From left, Italy Finance Minister Pietro Carlo Padoan, President of the German Bundesbank Jens Weidmann, German Finance Minister Wolfgang Schaeuble, Bank of England governor Mark Carney and India Finance Minister Arun Jaitley. Photograph: RONALD WITTEK / POOL/EPA

Almost five years after being forced out of Barclays over the Libor rate rigging scandal, Bob Diamond has made a dramatic return to the City.

Diamond has pulled off an audacious takeover of City stockbrokers Panmure Gordon, through his Atlas Merchant Capital in an alliance with the Qatari royal family.

They’re paying a 68% premium for Panmure, which is one of the oldest brokerage in the Square Mile.
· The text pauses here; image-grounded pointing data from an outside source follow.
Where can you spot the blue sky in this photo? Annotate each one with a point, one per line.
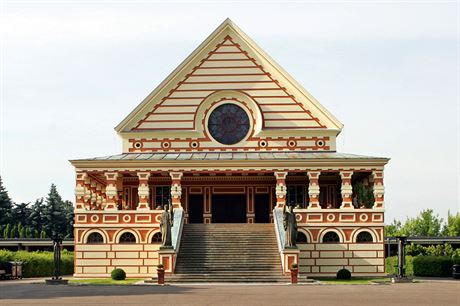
(388, 70)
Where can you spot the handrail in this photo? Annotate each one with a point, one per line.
(176, 229)
(280, 232)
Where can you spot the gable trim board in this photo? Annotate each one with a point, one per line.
(224, 56)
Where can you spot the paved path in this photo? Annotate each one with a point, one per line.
(425, 293)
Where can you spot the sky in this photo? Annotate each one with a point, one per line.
(70, 71)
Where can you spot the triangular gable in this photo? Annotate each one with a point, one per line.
(228, 60)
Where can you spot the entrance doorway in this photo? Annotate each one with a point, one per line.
(195, 208)
(229, 208)
(262, 208)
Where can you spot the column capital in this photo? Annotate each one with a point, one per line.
(281, 175)
(176, 175)
(111, 176)
(143, 175)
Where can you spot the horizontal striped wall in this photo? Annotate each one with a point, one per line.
(228, 67)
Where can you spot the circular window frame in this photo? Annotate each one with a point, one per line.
(241, 105)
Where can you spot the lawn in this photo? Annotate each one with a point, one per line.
(105, 281)
(354, 281)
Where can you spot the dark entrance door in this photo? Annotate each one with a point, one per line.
(262, 208)
(229, 208)
(195, 208)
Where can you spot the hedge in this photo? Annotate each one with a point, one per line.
(39, 263)
(437, 266)
(391, 265)
(433, 266)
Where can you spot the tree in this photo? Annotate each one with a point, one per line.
(5, 204)
(393, 229)
(20, 214)
(14, 232)
(69, 217)
(6, 231)
(426, 224)
(55, 217)
(37, 215)
(28, 233)
(452, 227)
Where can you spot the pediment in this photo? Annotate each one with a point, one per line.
(228, 61)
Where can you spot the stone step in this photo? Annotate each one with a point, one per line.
(228, 253)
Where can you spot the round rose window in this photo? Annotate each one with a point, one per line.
(228, 124)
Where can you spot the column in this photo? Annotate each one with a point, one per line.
(379, 189)
(280, 190)
(87, 196)
(143, 191)
(111, 192)
(93, 198)
(176, 189)
(313, 189)
(99, 196)
(80, 190)
(346, 189)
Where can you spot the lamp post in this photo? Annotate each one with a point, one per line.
(57, 279)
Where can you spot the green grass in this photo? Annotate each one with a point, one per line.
(104, 281)
(354, 281)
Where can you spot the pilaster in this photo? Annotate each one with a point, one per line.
(176, 189)
(346, 189)
(281, 189)
(379, 189)
(111, 191)
(313, 189)
(143, 190)
(80, 190)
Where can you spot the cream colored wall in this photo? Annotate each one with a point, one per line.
(325, 259)
(98, 260)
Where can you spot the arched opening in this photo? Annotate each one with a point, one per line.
(331, 237)
(94, 238)
(364, 237)
(301, 238)
(156, 238)
(127, 237)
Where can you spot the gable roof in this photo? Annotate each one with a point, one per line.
(228, 60)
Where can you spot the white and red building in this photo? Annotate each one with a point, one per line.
(229, 136)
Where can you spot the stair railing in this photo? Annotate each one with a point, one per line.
(176, 230)
(280, 232)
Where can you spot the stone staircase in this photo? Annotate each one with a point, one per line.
(228, 253)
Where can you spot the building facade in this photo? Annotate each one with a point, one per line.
(229, 137)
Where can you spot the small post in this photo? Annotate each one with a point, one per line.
(57, 279)
(401, 256)
(401, 277)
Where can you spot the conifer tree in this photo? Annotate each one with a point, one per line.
(5, 204)
(14, 232)
(55, 218)
(28, 233)
(6, 231)
(37, 215)
(20, 214)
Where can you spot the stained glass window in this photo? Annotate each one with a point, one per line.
(228, 124)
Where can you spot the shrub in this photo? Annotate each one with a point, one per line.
(391, 265)
(39, 263)
(433, 266)
(118, 274)
(343, 274)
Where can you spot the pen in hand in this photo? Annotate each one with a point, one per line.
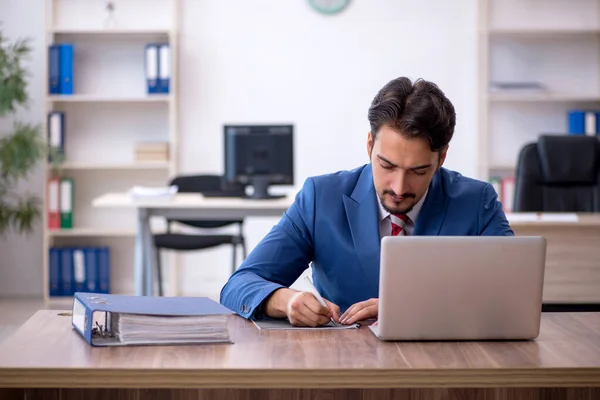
(317, 295)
Analysts believe Diamond could now turn Panmure into a ‘boutique’ investment bank.

Sign outside the London Stock Exchange.

In the City, shares in housebuilder Berkeley Group have jumped by 6% this morning after it issued an upbeat trading statement.
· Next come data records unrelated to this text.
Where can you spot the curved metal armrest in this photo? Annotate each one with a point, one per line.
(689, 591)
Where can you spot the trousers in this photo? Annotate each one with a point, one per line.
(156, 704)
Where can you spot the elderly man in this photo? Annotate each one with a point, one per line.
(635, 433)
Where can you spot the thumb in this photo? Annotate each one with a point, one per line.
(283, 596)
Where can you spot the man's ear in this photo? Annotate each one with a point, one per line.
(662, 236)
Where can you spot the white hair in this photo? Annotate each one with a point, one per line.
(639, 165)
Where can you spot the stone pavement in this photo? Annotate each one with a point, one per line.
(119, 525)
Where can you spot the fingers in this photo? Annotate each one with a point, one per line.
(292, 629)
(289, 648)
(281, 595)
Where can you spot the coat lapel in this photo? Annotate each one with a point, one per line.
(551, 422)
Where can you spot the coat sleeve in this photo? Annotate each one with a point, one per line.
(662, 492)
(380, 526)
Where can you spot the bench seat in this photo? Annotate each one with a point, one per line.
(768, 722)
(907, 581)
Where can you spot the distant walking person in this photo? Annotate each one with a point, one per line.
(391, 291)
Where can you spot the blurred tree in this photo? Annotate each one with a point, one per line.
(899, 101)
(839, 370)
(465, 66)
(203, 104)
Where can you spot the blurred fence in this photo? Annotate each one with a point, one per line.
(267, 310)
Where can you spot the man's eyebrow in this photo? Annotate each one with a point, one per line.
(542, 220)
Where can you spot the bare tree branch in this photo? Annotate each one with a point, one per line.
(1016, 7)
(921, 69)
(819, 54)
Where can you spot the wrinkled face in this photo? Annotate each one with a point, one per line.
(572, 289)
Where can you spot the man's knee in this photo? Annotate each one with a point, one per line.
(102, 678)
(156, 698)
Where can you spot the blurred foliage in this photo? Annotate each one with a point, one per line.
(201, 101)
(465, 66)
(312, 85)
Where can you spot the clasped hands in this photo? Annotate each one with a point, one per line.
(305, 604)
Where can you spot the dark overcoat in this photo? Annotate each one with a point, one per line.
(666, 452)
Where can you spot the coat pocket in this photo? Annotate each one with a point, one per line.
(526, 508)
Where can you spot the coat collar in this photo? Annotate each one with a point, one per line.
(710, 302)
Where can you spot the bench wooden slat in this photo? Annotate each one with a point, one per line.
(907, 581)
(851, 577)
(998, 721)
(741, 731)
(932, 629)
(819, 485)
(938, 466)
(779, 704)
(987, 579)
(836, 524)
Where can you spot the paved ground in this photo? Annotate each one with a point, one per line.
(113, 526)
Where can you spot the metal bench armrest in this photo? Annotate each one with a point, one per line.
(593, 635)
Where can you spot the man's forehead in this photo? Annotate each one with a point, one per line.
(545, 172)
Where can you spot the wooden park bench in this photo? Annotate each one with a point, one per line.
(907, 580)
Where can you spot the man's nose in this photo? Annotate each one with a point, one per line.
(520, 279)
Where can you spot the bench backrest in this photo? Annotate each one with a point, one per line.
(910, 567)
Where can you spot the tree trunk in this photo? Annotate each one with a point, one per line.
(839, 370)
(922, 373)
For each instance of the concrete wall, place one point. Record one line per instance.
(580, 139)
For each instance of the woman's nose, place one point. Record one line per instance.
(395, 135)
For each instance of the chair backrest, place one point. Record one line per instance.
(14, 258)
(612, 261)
Profits will be at the top end of expectations, it said, despite a 16% drop in reservations since the Brexit vote.

But Tullow Oil have slumped by 15%, after it announced plans for a £607m rights issue to tackle its debt burden. The cash call is priced at a 45% discount to last night’s share price, prompting this morning’s slide.

Updated

Belgium’s stock market is pluckily bucking the downward trend this morning:

Eurozone stock markets this morning

Markets dip as political drama looms

European stock markets have begun the day on the back foot.

Germany’s DAX is down 0.4% in early trading, as the country prepares to welcome finance ministers and central bank bosses from across the G20.

That dragged the wider Stoxx 600 index down by 0.3%, with France and Spain also in the red.

In London, the FTSE 100 dropped by 8 points after hitting a record closing high of 7415 last night.

Henry Croft, Research Analyst at Accendo Markets, says political drama may drive the markets today:

With this week’s central bank updates and the Dutch election now in the rear view mirror, in focus today will be a multitude of high level political summits.

The US President Donald Trump is hosting the German Chancellor President Angela Merkel, as the leader of the Eurozone’s engine room meets face to face with the outspoken US chief for the first time since he took office.

In Europe, Theresa May will address the Conservative Spring Forum around midday - expect ‘Brexit means Brexit’ soundbites aplenty and potentially some remarks towards the SNP - while the G20 meeting of Finance Ministers in Baden-Baden will likely be headlined by US Treasury Secretary Mnuchin’s first appearance on the global stage (trade in focus?) and, of course, the looming challenge of Brexit.

Updated

The agenda: Happy Spring Equilux

Good morning, and welcome to our rolling coverage of the world economy, the financial markets, the eurozone and business.

City traders are enjoying a brighter commute to the office this morning. It’s the Spring Equilux - when the days start being longer than the nights, and winter gloom becomes but a memory.

However, this new extra daylight may be wasted on us today, as there’s not too much actually going on.

After rallying yesterday, European stock markets are expected to dip back this morning - as the boost from Wednesday’s Dutch election fades.

The economics calendar is a little sparse.

  • 10am GMT: Eurozone trade balance for January
  • 10am GMT: Eurozone construction output for January
  • 2pm GMT: The US consumer confidence report from the University of Michigan
  • 5pm GMT: The weekly Baker Hughes count of US oil rigs in operation

Investors may also be watching Washington, where German chancellor Angela Merkel is meeting US president Donald Trump (her visit was delayed by heavy snow on Tuesday).

And G20 finance ministers will begin their two-day meeting in Germany; protectionism and free trade will be high on the agenda.

It’s US Treasury secretary Steven Mnuchin’s first G20 meeting since taking office.

RBC Capital Markets say:

Mnuchin is expected to present a softer tone from the US, shying away from the protectionist message of Trump’s campaign trail.